Diabetes can be defined as a chronic, metabolic disease characterized by elevated levels of blood glucose (or blood sugar), which leads over time to serious damage to the heart, blood vessels, eyes, kidneys and nerves [1]. According to WHO [1] about 422 million people worldwide have diabetes, with majority of them living in low-and middle-income countries; and with 1.5 million deaths are directly attributed to it each year. Both the number of cases and the prevalence of diabetes have been steadily increasing over the past few decades [1]. Its symptoms include excessive excretion of urine (polyuria), thirst (polydipsia), constant hunger, weight loss, vision changes, and fatigue [2]. Hyperglycaemia or raised blood sugar is a common effect of uncontrolled diabetes and over time leads to serious damage to many of the body’s systems, especially the nerves and blood vessels [2].

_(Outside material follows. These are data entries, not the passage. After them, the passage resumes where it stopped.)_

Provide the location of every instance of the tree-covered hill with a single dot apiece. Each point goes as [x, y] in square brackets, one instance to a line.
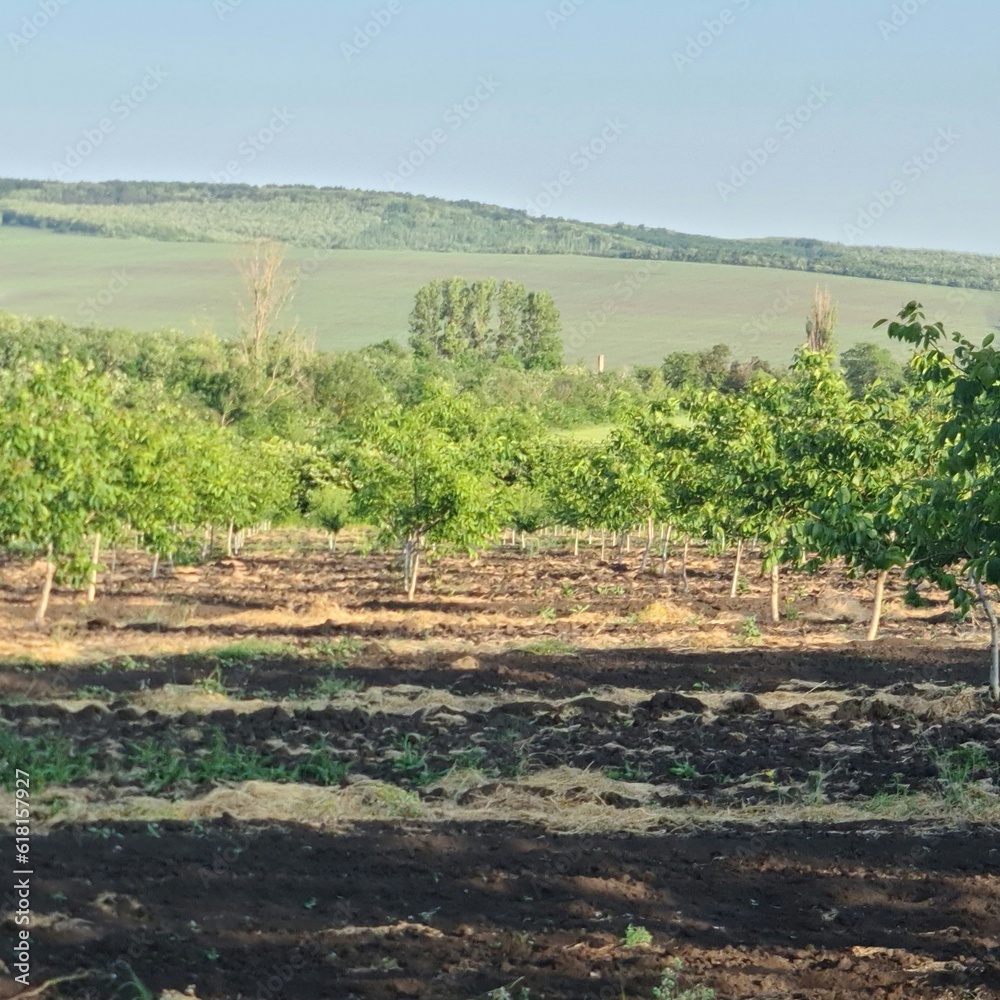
[338, 218]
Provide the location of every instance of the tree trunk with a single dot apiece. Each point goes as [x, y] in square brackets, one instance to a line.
[43, 600]
[414, 573]
[95, 557]
[877, 606]
[649, 544]
[665, 554]
[984, 599]
[734, 589]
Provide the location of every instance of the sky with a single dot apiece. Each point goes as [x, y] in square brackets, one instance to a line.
[858, 121]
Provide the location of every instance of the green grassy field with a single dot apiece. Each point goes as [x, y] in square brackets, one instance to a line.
[632, 311]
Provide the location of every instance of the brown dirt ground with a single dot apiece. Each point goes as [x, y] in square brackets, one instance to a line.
[764, 880]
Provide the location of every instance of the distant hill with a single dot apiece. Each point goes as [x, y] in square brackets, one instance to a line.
[337, 218]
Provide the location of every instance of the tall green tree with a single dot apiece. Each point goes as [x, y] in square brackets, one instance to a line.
[956, 537]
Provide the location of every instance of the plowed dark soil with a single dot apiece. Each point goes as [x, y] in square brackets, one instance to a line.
[513, 668]
[451, 913]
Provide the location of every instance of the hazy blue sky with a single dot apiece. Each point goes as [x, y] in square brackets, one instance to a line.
[669, 141]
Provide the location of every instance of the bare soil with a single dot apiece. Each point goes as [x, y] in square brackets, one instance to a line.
[538, 753]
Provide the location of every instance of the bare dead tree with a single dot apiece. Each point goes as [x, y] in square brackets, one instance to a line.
[822, 322]
[267, 289]
[272, 354]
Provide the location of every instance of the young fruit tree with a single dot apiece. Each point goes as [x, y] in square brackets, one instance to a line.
[956, 537]
[429, 474]
[61, 441]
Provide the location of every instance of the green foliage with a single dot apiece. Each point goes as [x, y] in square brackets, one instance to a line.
[330, 508]
[50, 760]
[670, 987]
[486, 319]
[954, 531]
[636, 936]
[871, 368]
[431, 473]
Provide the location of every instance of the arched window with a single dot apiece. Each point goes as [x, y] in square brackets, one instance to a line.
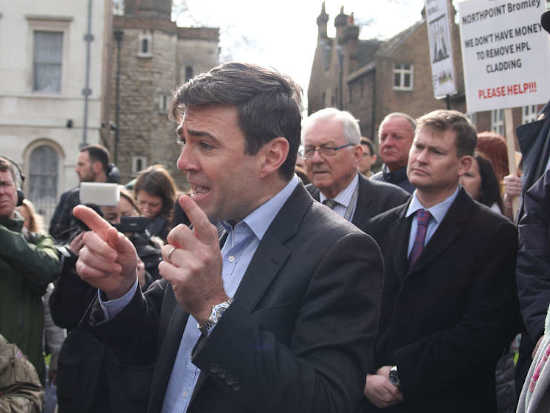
[42, 181]
[145, 43]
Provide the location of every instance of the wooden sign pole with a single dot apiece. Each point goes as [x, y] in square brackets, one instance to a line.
[511, 150]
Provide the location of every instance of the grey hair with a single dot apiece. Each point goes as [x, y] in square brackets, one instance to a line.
[352, 132]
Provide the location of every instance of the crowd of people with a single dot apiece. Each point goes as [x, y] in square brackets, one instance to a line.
[290, 276]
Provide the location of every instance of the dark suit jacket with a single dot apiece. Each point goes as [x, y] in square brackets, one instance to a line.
[445, 322]
[374, 198]
[535, 149]
[299, 336]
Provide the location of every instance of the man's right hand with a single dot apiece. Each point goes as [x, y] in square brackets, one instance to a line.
[512, 187]
[380, 391]
[107, 260]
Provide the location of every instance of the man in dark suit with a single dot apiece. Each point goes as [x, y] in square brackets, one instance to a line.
[449, 305]
[332, 152]
[284, 317]
[395, 135]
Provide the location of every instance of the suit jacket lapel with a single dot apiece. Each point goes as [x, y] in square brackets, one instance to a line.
[168, 350]
[272, 252]
[400, 235]
[269, 258]
[364, 201]
[452, 225]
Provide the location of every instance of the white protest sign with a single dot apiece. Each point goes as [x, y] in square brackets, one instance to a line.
[505, 53]
[441, 50]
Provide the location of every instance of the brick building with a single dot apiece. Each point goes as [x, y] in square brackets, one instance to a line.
[371, 78]
[150, 58]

Uncontrolled diabetes mellitus (DM) is associated with multiple disorders including metabolic, cellular, and blood disturbances leading to vascular complications [3]. The underlying biochemical and hematological changes in type 2 diabetes mellitus (T2DM) patients may lead to the development of long-term complications and poor quality of life or death [4]. Hematological changes in diabetes may be caused by several factors including increased production of reactive oxygen species (ROS) and the formation of advanced glycation end products (AGEs) as a result of the long-term hyperglycemia. Increased production of ROS resulting in oxidative stress, which is implicated in tissue damage and hematological changes such as (red blood cell) RBC dysfunction, platelets (PLT) hyperactivity, and endothelial dysfunction [5,6]. These hematological changes may lead to complications such as anemia, and a state of hypercoagulability, and contribute to cardiovascular disease (CVD) in diabetic patients [7]. Karaman et al, [8] disclosed that type 2 diabetes (T2DM) is a part of the metabolic syndrome that comprises dyslipidemia, obesity, hypertension, and changes in hematological parameters. While Antwi-Baffour et al, [9] opined that hematological changes encountered in T2DM patients include changes in the function, structure, and metabolism of red blood cells (RBCs), white blood cells (WBCs), platelet (PLT) and the coagulation systems. Waggiallah and Alzohairy, [10] stated that these changes may manifest as immunological and coagulation problems, and anemia characterized by a decrease in the RBC count, hemoglobin (Hgb) and hematocrit (Hct) level as compared to non-diabetic individuals. Anemia which is a common hematological change in patients with T2DM is often unrecognized, and the estimates of its prevalence vary widely [11.12, 13].